Non sono bravo a scrivere sui viaggi, ma ci provo. Sono a Gerusalemme, nel punto piú alto della torre del Palazzo di Erode. L’opuscolo che ho in mano mi informa che questo palazzo-fortezza fu fatto costruire da Erode il Grande, un ebreo abile che si arruffianó prima a Marco Antonio e poi (caduto questi in disgrazia) a Ottaviano Augusto, che lo posero a governatore del protettorato romano in Palestina nei trent’anni che precedettero la nascita di Gesú Cristo. Sto parlando proprio di quell’Erode che, nel Vangelo di Matteo, é mostrato come il crudele sovrano che ordina la strage degli innocenti. Il suo lungo regno garantì comunque un periodo di stabilità a una regione giá all’epoca molto contestata.

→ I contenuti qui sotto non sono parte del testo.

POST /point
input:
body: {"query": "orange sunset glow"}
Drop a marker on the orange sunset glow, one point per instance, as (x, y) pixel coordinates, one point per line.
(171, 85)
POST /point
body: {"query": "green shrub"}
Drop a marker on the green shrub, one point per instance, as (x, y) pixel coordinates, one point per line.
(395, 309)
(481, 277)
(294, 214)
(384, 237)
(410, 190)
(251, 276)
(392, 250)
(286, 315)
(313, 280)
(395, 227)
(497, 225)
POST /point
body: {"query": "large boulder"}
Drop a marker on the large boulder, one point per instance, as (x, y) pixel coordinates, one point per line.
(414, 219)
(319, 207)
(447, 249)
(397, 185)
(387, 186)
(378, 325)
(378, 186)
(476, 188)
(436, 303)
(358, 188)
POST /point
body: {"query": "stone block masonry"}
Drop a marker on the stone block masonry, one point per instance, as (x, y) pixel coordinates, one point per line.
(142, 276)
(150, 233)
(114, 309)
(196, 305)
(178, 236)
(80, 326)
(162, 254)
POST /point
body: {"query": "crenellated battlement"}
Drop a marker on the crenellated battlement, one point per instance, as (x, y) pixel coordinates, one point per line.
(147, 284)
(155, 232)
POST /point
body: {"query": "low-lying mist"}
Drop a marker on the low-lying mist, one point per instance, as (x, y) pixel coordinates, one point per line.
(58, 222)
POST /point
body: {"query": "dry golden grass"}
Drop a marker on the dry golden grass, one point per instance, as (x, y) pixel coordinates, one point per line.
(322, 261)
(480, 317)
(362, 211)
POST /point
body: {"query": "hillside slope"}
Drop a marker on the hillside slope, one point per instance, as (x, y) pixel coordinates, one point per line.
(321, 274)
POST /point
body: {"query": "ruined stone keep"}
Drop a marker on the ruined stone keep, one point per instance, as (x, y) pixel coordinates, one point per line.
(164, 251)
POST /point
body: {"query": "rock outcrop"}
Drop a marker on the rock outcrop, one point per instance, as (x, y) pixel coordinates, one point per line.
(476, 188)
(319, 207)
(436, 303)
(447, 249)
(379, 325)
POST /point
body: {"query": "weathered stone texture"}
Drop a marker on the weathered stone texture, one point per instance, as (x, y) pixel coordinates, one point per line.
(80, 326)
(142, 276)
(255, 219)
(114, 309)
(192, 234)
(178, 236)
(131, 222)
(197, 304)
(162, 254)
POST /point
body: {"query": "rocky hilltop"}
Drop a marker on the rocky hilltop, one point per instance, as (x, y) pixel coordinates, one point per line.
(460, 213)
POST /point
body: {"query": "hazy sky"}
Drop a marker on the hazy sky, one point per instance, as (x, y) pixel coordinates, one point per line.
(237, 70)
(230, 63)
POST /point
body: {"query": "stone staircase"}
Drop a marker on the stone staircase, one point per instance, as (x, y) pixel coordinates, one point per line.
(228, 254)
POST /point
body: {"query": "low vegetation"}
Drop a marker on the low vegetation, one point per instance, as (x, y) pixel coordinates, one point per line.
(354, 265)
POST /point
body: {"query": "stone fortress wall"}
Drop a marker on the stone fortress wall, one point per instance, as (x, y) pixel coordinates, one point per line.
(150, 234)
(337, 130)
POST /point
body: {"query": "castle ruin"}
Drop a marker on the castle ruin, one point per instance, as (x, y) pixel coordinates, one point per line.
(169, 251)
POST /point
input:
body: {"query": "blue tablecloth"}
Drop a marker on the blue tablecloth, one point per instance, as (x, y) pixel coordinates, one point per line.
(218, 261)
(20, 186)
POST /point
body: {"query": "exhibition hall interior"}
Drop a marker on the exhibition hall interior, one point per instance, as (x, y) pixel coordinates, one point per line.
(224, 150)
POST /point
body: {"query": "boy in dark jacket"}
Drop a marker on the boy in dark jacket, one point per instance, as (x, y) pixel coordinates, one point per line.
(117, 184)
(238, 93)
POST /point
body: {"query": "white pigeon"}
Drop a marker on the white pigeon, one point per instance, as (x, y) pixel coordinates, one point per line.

Dall’alto della torre guardo Gerusalemme, l’antica Gerusalemme rinchiusa da una muraglia sui quattro fianchi. La stessa Gerusalemme che cantava il Tasso, liberata dai crociati, i cui versi dovevamo imparare a memoria alla scuola media. Fa molto caldo, il termometro si avvicina ai 35 gradi e l’immagine é suggestiva. Una cittá con le sue mura di cinta, circondata da una modernissima Gerusalemme con l’impronta dello Stato di Israele. Piú in lá, si estende il deserto. Guardo l’antica Gerusalemme; é meno grande di come la immaginavo. La voce neutra dello speaker audio, che ho affittato, mi dice che le sue mura misurano un chilometro: l’antica Gerusalemme quindi ha una superficie di solo un chilometro quadrato. Piccoli vicoli connettono le diverse zone dell’antica cittá: vicino alla torre, a sinistra vedo il quartiere cristiano con la cupola del Calvario; a destra il quartiere armeno. Piú in lá, a sinistra la zona musulmana con la imponente cupola dorata della moschea di Al-Aqsa e a destra la zona ebrea con il Muro del Pianto.
È come se stessi difronte ad un torta quadrata divisa in quattro porzioni, a sua volta quadrate. La divisione - antica - é il prodotto di religioni che si sono sempre contese questa cittá proprio dentro quelle quattro mura: gli ebrei l’hanno vissuta da sempre, i cristiani - cattolici e ortodossi - la vedono come la cittá simbolo della passione di Cristo, i maomettani la ricordano come il luogo da cui il profeta Maometto su un destriero ascese al cielo. Un chilometro quadrato, solo un chilometro di cittá circondata dal deserto e disputato da migliaia di anni. "Perché? - mi chiedo - Perché questo pezzo di deserto ammuragliato é stato sempre conteso dall’umanitá da che mondo é mondo? Perché tante battaglie, tanti odi, tante morti? Perché religioni che si rapportano ad uno stesso Dio si sono da sempre confrontate con tanta ostilitá nel nome di Gerusalemme?".
Penso all’antico Egitto dove gli ebrei furono condotti schiavi, alle legioni romane che con una volontá ferrea conquistarono Gerusalemme e la fortezza di Masada, ai musulmani che sostituirono il dominio romano, alle crociate di scarso successo (salvo la prima), poi all’impero ottomano per giungere alla storia difficile e piena di conflitti che caratterizza dal 1948 questa cittá, contesa da ebrei e palestinesi. Tra tante chiese, moschee e luoghi santi, riesco a scorgere dalla torre giovani vestiti in borghese con una mitragliatrice in mano. Ce ne sono tanti. Sicuramente sono orgogliosi di avere in mano quelle mitragliatrici nel nome di Dio; cosí come i Crociati avanzavano fieri sulla cittá circa mille anni fa facendo fuori a chi non la pensasse come loro, sempre nel nome di Dio.
Guardo affascinato questa cittá che non ha niente, che non vanta nessuna ricchezza, salvo questo fascino quasi divino, che ha diviso l’umanitá. Osservo quelle mura, il loro colore ocra, le stradine brulicanti di migliaia di esseri umani. Ma anche immagino quelle mura insanguinate da generazioni di devoti, profeti, mercanti e guerrieri. Perché questa e non un’altra cittá? Che ci ha trovato la religiositá umana tra quelle mura nel mezzo del deserto? Non immagino una risposta; solo continuo a guardare commosso quel chilometro quadrato pieno di vita e di dolore.